Investigation: Many U.S. hospitals sue patients for debts or threaten their credit [View all]
Despite growing evidence of the harm caused by medical debt, hundreds of U.S. hospitals maintain policies to aggressively pursue patients for unpaid bills, using tactics such as lawsuits, selling patient accounts to debt buyers, and reporting patients to credit rating agencies, a KHN investigation shows.
The collection practices are commonplace among all types of hospitals in all regions of the country, including public university systems, leading academic institutions, small community hospitals, for-profit chains, and nonprofit Catholic systems.

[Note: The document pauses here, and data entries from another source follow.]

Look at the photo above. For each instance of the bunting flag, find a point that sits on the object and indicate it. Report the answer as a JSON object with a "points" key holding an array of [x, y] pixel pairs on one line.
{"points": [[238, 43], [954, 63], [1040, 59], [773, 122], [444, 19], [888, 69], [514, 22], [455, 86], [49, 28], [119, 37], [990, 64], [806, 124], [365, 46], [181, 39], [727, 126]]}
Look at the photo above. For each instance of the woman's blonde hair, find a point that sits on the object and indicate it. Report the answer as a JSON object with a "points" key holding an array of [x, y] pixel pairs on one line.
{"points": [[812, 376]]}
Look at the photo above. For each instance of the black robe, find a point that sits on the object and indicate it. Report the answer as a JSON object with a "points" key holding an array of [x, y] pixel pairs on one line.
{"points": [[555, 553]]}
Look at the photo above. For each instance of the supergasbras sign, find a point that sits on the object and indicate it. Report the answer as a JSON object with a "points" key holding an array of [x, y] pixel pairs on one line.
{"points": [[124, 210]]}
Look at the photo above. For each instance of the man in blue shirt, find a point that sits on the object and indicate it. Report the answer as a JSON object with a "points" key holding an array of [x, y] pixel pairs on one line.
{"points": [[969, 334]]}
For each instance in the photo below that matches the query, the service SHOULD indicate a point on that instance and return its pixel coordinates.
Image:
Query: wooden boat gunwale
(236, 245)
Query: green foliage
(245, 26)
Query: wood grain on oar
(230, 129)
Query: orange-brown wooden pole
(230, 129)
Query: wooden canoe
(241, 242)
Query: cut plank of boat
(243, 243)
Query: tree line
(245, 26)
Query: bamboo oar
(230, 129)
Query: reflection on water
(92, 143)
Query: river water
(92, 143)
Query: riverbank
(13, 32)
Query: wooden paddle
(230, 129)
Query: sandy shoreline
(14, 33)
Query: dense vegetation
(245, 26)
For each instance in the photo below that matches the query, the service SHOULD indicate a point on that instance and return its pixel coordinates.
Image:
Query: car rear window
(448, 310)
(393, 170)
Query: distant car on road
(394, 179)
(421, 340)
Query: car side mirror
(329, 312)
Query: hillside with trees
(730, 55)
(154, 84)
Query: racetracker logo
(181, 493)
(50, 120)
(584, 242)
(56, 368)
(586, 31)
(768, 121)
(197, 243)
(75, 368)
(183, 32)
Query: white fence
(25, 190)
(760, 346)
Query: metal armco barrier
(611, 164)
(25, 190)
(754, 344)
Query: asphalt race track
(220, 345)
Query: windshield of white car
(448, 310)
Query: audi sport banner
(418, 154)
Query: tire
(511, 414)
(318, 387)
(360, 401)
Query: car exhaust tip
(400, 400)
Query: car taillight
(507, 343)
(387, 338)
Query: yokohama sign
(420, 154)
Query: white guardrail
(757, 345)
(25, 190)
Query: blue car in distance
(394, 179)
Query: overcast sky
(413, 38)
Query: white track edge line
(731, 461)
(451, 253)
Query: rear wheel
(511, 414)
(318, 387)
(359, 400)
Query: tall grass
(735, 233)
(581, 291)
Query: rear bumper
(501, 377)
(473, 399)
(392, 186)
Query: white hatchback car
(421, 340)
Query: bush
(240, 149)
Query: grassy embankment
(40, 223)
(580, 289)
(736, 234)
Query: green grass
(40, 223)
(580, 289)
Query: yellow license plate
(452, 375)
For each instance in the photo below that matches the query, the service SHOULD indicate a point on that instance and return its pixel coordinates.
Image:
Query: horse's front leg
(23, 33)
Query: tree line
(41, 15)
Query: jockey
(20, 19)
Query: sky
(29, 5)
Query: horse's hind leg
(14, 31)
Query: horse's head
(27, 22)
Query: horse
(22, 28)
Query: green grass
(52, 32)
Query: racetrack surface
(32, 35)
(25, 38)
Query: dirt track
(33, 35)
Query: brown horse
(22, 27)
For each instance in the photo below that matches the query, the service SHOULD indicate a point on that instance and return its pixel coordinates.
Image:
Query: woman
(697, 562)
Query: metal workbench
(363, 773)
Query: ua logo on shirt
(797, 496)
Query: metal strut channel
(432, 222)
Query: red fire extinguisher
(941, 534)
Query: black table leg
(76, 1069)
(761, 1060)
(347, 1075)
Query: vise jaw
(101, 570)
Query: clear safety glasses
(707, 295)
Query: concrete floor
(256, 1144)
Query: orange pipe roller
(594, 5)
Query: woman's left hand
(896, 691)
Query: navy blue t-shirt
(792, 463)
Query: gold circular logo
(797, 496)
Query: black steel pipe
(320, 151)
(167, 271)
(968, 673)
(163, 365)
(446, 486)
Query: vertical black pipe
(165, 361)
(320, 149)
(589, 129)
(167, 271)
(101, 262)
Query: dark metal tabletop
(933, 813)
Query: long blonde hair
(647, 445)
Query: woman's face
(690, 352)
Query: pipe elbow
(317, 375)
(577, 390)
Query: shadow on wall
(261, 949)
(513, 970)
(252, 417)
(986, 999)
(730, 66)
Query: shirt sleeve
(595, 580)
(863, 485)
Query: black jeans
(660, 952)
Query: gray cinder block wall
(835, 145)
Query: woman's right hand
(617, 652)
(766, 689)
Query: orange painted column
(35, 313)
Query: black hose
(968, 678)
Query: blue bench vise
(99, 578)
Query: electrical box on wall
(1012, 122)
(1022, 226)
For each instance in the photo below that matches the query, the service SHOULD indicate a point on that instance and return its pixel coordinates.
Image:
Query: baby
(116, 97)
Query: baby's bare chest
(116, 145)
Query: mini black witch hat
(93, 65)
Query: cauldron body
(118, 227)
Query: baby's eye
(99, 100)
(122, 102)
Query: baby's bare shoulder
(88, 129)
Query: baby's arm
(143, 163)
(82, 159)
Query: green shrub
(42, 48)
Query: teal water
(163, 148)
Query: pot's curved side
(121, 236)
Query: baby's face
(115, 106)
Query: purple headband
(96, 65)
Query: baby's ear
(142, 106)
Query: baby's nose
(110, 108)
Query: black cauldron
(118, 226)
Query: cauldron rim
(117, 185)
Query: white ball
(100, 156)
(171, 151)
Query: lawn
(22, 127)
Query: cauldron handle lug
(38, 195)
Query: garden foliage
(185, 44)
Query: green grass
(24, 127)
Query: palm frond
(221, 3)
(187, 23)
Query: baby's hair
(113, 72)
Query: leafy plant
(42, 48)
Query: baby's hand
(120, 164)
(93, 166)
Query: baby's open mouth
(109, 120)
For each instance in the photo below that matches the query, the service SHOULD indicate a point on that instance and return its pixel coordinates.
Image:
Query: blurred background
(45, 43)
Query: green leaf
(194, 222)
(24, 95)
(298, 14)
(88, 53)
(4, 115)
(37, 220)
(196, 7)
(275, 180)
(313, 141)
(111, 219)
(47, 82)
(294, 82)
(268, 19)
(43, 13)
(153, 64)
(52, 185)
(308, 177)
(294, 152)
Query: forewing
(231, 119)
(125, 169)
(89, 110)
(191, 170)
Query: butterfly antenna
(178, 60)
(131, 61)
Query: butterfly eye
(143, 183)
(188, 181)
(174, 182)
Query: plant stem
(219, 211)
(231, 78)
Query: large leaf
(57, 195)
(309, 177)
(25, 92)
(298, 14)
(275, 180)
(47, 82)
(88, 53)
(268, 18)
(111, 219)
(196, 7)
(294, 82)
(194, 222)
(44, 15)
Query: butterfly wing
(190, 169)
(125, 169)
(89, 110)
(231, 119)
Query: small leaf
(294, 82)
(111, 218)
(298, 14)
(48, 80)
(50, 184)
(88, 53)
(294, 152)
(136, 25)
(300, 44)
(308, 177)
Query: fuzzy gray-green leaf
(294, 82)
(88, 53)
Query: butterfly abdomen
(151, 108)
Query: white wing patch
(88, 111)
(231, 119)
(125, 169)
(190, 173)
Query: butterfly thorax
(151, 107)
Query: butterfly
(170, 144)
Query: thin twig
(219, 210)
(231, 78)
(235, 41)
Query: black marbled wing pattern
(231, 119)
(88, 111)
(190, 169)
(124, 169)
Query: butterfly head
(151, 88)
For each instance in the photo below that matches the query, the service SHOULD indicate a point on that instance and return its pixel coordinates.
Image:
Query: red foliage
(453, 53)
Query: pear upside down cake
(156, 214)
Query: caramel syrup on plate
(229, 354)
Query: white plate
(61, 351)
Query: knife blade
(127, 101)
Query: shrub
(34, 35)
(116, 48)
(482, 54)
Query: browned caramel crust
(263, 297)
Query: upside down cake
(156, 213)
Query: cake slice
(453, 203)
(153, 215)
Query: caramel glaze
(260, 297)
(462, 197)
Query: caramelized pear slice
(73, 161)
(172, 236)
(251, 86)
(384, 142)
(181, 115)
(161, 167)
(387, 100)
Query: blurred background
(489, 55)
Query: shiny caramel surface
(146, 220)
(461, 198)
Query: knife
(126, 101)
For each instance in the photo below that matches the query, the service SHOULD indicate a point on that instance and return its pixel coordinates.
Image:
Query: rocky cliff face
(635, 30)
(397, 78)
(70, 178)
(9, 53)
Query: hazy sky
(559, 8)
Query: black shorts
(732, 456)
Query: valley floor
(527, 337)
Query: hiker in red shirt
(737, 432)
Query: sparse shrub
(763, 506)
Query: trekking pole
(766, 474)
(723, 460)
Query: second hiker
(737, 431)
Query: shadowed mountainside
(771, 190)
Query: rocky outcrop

Individual hospital systems have come under scrutiny in recent years for suing patients. But the KHN analysis shows the practice is widespread, suggesting most of the nation's approximately 5,100 hospitals serving the general public have policies to use legal action or other aggressive tactics against patients.
And although industry officials say they are careful about how they target patients for unpaid bills, few institutions have renounced what federal rules call "extraordinary collection actions," even as medical debt forces millions of Americans to cut back on food and other essentials, drain retirement savings, and make other difficult sacrifices.
https://www.npr.org/sections/health-shots/2022/12/21/1144491711/investigation-many-u-s-hospitals-sue-patients-for-debts-or-threaten-their-credit
Eradicating diseases or hounding after medical bills.
They chose hounding after medical bills.